US 12,333,467 B2
Method for controlling a process for handling a conflict and related electronic device
Sunil Kumar Chinnamgari, Bangalore (IN); Abhishek Sanwaliya, Bangalore (IN); Anagh Majumder, Bangalore (IN); and Sushma Rai, Bangalore (IN)
Assigned to Maersk A/S, Copenhagen K (DK)
Appl. No. 18/013,979
Filed by Maersk A/S, Copenhagen K (DK)
PCT Filed Jun. 30, 2021, PCT No. PCT/EP2021/068041
§ 371(c)(1), (2) Date Dec. 30, 2022,
PCT Pub. No. WO2022/008316, PCT Pub. Date Jan. 13, 2022.
Claims priority of application No. PA202070472 (DK), filed on Jul. 9, 2020.
Prior Publication US 2023/0289682 A1, Sep. 14, 2023
Int. Cl. G06Q 10/0631 (2023.01); G06Q 50/40 (2024.01)

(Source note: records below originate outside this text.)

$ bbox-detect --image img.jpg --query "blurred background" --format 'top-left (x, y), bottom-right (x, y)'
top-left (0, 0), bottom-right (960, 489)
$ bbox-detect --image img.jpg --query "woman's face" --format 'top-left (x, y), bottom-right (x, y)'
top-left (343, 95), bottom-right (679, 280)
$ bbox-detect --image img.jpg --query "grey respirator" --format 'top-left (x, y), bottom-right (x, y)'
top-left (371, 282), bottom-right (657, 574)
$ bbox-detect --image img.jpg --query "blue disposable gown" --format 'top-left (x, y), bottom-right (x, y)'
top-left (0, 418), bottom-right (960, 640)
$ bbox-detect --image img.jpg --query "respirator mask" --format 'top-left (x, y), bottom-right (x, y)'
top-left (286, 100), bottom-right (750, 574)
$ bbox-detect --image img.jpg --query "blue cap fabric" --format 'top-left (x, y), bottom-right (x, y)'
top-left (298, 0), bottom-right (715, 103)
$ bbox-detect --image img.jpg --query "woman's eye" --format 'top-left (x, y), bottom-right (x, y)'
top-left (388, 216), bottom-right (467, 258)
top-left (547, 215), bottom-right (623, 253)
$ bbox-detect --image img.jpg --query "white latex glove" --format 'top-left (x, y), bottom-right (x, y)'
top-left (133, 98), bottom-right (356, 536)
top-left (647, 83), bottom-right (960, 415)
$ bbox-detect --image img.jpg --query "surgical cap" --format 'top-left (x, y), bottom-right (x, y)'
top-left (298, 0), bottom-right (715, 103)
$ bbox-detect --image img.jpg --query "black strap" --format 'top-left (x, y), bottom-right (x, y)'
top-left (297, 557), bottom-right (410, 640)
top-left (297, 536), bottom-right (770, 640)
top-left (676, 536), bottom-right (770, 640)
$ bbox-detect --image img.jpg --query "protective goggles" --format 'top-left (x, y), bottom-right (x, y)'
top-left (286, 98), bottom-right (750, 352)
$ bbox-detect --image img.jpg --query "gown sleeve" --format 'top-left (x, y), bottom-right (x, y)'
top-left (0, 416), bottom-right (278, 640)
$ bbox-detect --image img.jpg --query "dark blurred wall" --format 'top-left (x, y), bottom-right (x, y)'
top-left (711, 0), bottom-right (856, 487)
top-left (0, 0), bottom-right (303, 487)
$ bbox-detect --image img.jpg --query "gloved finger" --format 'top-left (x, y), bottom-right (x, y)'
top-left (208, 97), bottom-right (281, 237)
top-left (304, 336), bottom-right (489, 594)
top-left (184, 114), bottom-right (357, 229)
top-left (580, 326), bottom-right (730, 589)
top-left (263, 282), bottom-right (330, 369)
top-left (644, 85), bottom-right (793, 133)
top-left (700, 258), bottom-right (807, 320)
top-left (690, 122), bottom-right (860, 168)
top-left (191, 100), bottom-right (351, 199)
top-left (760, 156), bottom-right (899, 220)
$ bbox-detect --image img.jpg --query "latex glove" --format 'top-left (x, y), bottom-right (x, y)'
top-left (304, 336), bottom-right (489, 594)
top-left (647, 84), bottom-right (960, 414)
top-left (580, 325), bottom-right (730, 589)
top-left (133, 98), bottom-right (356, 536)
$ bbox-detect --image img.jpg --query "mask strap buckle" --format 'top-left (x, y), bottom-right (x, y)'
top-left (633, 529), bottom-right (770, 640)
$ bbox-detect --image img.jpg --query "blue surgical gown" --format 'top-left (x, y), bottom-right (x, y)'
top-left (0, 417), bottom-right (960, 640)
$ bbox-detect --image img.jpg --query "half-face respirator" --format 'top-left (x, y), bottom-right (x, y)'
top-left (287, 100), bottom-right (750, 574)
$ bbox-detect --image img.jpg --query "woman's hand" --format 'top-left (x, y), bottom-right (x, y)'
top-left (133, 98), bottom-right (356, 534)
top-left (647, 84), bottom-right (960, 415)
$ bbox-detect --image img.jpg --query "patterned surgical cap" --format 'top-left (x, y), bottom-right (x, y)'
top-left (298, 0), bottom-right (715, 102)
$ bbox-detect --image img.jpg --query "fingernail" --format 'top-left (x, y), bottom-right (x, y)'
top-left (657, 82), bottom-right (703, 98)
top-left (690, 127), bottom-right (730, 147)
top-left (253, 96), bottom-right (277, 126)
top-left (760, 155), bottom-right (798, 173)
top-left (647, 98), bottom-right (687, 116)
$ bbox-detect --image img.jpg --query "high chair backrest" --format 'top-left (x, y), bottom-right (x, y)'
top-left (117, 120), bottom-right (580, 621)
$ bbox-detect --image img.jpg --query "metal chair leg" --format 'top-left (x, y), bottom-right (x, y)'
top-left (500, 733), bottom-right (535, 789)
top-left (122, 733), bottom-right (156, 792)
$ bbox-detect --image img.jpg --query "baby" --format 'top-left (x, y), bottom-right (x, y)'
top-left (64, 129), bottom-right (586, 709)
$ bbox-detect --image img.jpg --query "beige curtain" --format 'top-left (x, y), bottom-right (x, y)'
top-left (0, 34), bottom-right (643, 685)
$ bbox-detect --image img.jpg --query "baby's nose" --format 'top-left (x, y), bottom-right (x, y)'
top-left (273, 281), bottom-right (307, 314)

CPC G06Q 10/06313 (2013.01) [G06Q 50/40 (2024.01)] 19 Claims
OG exemplary drawing
 
1. A computer-implemented method, performed by an electronic device, for controlling a process for handling a conflict, the method comprising:
receiving, at a first computer system, an electronic data conflict query from a second computer system, the first computer system comprising one or more processors;
identifying, by the one or more processors, and based on the electronic data conflict query, a first electronic data set, the first electronic data set comprising data associated with one or more of: a shipment system, a dispute resolution system, a customer system, or a case management system;
determining, by the one or more processors, a feature selection based on the first electronic data set;
determining, by the one or more processors and based on the feature selection, one or more parameters of a machine-learned predictive model, the predictive model comprising an ensemble model comprising a first machine-learned model and a second machine-learned model, the first machine-learned model and the second machine-learned model trained based on one or more iterative cycles of training, each cycle comprising generating a first output by the first machine-learned model, adjusting weights of the second machine-learned model based on errors associated with the first output, and generating a second output by the second machine-learned model based on the adjusted weights;
instantiating, by the one or more processors, the predictive model based at least in part on the one or more parameters;
identifying, by the one or more processors, based on the first data set and the predictive model, one or more conflict data patterns indicative of a conflict, the one or more conflict data patterns associated with one or more of: a data conflict between a first dimension and a second dimension of the first electronic data set; or a data conflict between the first electronic data set and a second electronic data set, the first electronic data set associated with the first computer system and the second electronic data set associated with the second computer system;
generating, by the one or more processors and based on the one or more conflict data patterns, a conflict result parameter and a confidence score associated with the conflict result parameter, the conflict result parameter associated with a predicted existence of the data conflict; and
based on the conflict result parameter and the confidence score, one or more of, by the one or more processors:
transmitting a conflict result to the second computer system;
resolving the data conflict; or
transmitting an approval request to an approval authority system.